COME STAI, MIA CARA?! racconto, thriller psicologico
La nebbia era così fitta che sembrava che si potesse dissolversi...

CONGRATULAZIONI! CONGRATULAZIONI! SEI IL MIGLIORE!


Un ronzio trionfante gli ronzava ancora nelle orecchie e voci stridule strillavano...

Ha bisogno di questa vittoria? Ha semplicemente vissuto... viveva per inerzia...

Al mattino - tortura, che si chiama "risveglio mattutino".... Il caffè è una parte piacevole della tortura... Poi c'è una "maschera di espressione" sul volto... Qual è l'argomento di oggi?
Affari e successo, condiscendente e attento... VINCITORE!

"Grazie mille... Mille Grazie... Sono molto grato..."

... Sono passati due mesi... Nulla può essere restituito... Ma, e per non dimenticare...
Vuoi dimenticare? E davvero...

NIENTE PUÒ ESSERE RESTITUITO?!

"Un gruppo di supporto per chi ha subito una perdita terribile!" ...

È solo una sciocchezza!

"Ho solo paura... e la perdita è sempre più tangibile...",

"Dio ti aiuterà!"

Un altro tentativo impotente di dimenticare... Come se nulla fosse successo... Si dice che tutto vada bene... Non c'è stato e non c'è nessun posto più bello.

"È possibile riconciliarsi con la perdita usando Dio?” "Non ce la faccio..."

Amore... matrimonio... moglie, figlia.... La casa si affaccia sul giardino... pesci in un acquario rotondo... un barboncino bianco... sorrisi... Vacanze, fiori... Biglietti per lo spettacolo di Natale... Quanto è rosa e caramellato!

LA VITA È BELLISSIMA!

Poi... - fallimento (beh, è qualcosa che va dimenticato, ci stiamo lavorando) - e...
Un barboncino rimasto... e una casa vuota...
Io e il barboncino... Cosa, dopo il "fallimento del salvataggio"? "Io e il cane...

NON FUNZIONA!

Quindi, non funziona...

Il prete, paffuto e rosa, pieno di vita, ci assicurò che "ci incontreremo tutti sicuramente... Lì, in paradiso!"

"Non preoccuparti di niente!" – ripeté frasi memorizzate, alzando gli occhi al cielo per l'autenticità e tamburellando con le mani l'orlo dei vestiti, come se i "biglietti per il paradiso" fossero già in tasca... – La cosa principale è venire da noi, pregare di più, accendere candele, che devono essere acquistate nella nostra chiesa, è un prerequisito... – un uomo robusto vestito con una tonaca voleva essere convincente... ma..., non convinceva...

NON FUNZIONA!

"Non credo... Non ci posso credere... Non so da dove cominciare a credere... Questo paffuto è un prerequisito per la fede? Come le candele nella sua chiesa?"
Ma nulla può essere restituito... C'è solo –

PROVANDO...

"Davvero? Chi l'ha detto?! Posso! Posso restituire tutto..."

Sono passati due mesi... tipo due anni...
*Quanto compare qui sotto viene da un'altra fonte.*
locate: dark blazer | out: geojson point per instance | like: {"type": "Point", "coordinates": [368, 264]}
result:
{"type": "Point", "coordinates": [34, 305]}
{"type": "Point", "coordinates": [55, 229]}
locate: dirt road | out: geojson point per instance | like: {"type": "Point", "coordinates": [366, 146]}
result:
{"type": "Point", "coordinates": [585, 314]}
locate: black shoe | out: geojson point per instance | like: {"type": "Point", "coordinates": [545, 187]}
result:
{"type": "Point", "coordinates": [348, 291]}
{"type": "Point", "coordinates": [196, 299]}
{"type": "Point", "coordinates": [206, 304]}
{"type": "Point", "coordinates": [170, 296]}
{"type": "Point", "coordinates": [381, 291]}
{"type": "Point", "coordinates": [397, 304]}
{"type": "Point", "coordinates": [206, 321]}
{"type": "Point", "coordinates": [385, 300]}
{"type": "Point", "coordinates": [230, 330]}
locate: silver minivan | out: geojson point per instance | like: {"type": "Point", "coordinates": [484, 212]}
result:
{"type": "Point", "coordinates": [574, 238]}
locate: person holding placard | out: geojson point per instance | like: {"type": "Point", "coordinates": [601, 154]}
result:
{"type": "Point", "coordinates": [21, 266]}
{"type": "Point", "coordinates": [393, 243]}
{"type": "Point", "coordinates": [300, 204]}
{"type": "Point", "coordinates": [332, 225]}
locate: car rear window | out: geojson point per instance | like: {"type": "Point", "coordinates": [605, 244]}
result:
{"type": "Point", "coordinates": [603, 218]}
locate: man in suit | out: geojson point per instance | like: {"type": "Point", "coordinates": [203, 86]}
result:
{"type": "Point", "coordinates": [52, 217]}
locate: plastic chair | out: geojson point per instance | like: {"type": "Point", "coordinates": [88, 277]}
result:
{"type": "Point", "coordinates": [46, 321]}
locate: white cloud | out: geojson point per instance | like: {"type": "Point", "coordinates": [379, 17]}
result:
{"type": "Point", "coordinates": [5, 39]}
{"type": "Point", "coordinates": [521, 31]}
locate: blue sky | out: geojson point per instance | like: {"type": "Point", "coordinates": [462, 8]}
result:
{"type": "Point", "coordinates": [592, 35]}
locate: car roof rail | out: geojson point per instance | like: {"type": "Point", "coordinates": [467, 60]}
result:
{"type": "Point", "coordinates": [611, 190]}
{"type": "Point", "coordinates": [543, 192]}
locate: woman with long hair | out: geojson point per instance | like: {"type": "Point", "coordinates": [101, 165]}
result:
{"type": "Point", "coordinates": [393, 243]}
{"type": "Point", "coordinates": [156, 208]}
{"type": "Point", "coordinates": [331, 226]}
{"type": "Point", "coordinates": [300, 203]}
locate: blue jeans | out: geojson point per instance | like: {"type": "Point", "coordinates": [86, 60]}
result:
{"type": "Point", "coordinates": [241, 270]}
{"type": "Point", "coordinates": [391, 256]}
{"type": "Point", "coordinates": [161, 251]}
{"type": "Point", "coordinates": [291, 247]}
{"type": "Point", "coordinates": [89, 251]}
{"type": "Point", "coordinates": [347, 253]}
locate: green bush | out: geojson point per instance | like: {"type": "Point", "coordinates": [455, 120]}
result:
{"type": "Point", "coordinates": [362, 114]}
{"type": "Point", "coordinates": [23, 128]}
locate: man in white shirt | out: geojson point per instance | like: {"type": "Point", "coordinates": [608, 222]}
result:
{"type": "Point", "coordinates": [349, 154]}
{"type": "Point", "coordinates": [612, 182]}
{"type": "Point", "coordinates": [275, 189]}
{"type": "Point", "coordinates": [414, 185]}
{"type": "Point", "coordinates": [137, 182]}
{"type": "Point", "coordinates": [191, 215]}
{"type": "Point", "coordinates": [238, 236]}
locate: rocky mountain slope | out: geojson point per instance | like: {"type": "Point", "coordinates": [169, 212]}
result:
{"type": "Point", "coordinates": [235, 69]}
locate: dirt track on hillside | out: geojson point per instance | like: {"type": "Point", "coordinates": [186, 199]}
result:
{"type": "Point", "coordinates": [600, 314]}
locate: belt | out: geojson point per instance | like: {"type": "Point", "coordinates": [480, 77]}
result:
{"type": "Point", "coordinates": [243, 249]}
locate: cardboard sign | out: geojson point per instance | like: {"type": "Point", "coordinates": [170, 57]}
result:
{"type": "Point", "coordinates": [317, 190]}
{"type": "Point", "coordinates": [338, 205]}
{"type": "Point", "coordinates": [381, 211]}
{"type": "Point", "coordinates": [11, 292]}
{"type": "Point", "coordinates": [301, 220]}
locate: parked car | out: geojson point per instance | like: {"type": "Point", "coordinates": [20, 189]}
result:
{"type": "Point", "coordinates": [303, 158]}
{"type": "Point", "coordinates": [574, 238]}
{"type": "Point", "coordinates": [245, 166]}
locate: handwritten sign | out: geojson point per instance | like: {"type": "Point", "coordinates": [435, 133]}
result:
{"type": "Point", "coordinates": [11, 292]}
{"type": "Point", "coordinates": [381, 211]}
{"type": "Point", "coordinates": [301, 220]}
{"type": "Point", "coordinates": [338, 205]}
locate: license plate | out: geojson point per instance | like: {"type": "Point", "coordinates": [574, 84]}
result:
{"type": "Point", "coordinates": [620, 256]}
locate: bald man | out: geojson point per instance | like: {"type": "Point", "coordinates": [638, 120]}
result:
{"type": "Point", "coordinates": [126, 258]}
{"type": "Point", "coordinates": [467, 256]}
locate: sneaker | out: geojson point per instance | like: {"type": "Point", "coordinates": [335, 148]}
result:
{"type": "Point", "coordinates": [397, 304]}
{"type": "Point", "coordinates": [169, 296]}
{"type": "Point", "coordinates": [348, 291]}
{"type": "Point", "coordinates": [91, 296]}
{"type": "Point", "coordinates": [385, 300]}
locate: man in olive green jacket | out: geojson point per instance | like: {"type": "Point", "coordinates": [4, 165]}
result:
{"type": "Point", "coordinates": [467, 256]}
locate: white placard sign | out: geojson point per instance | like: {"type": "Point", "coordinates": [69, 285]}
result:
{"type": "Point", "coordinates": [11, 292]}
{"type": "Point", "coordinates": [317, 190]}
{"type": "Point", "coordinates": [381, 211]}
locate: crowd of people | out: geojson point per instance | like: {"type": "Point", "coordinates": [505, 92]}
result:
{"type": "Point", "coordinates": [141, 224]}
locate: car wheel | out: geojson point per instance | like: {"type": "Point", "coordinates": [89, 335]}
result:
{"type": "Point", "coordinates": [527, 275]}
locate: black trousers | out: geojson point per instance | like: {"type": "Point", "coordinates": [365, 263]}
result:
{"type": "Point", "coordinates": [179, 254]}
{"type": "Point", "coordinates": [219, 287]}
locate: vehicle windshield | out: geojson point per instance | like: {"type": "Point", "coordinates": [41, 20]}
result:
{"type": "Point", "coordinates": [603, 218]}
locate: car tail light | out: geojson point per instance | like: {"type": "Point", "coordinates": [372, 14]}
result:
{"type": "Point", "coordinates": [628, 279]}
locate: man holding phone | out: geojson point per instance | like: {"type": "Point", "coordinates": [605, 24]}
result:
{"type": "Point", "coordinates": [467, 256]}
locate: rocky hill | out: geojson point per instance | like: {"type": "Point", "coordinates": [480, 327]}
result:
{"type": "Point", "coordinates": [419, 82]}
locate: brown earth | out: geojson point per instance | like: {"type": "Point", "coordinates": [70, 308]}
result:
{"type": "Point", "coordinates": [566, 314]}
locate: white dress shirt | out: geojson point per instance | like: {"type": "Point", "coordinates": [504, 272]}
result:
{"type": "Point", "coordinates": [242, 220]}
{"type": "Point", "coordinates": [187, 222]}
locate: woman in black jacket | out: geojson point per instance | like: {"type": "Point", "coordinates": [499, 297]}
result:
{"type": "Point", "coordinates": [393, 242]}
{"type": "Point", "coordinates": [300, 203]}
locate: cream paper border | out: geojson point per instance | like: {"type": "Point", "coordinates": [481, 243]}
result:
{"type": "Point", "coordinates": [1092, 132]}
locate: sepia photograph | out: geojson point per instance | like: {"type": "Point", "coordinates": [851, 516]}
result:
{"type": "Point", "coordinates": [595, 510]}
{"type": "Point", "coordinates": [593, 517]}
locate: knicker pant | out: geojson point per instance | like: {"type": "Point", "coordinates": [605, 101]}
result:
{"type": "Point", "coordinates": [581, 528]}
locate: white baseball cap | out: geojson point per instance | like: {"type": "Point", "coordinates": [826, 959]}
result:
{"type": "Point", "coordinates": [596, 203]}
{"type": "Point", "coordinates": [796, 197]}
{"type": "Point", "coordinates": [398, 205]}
Eppure, fece degli sforzi...

Dimentica...
Non pensare...
Accettare...
Distrazione...
Credere...

No... Non funziona così...

Un uomo di mezza età, magro e stanco, che attirava l'attenzione di chiunque incontrasse, ... e il barboncino, che un tempo era bianco, camminava lentamente lungo la strada serale di una piccola città.

"Le luci della pubblicità... (Certo... a casa senza?), occhi accecanti ... passeggiate tradizionali o... portare a passo gli ospiti... Da qualche parte è vietato... Da qualche parte è permesso... Tutto è subordinato allo schema ... Lo schema della vita... Ma di chi è il piano della vita...?
Esatto, Dio non l'ha inventata così..." - pensieri caotici di una mente troppo stanca...

"Non puoi tornare indietro nel tempo...
Coloro che sono scomparsi nel tempo non possono essere restituiti..."
"Oh, no! Non fa per me! Credo nel potere delle azioni magiche! Tutto è possibile per una persona, devi solo volerlo davvero e... credono in esso..."

Stormi di giovani sognatori, desiderosi di realizzare immediatamente i loro sogni..., si affrettarono da qualche parte, tradendo lo sfondo rumoroso e gioioso della strada serale.

Nella tasca di un uomo che aveva portato a spassare un barboncino, il telefono squillò... (Certo... E come puoi farne a meno?)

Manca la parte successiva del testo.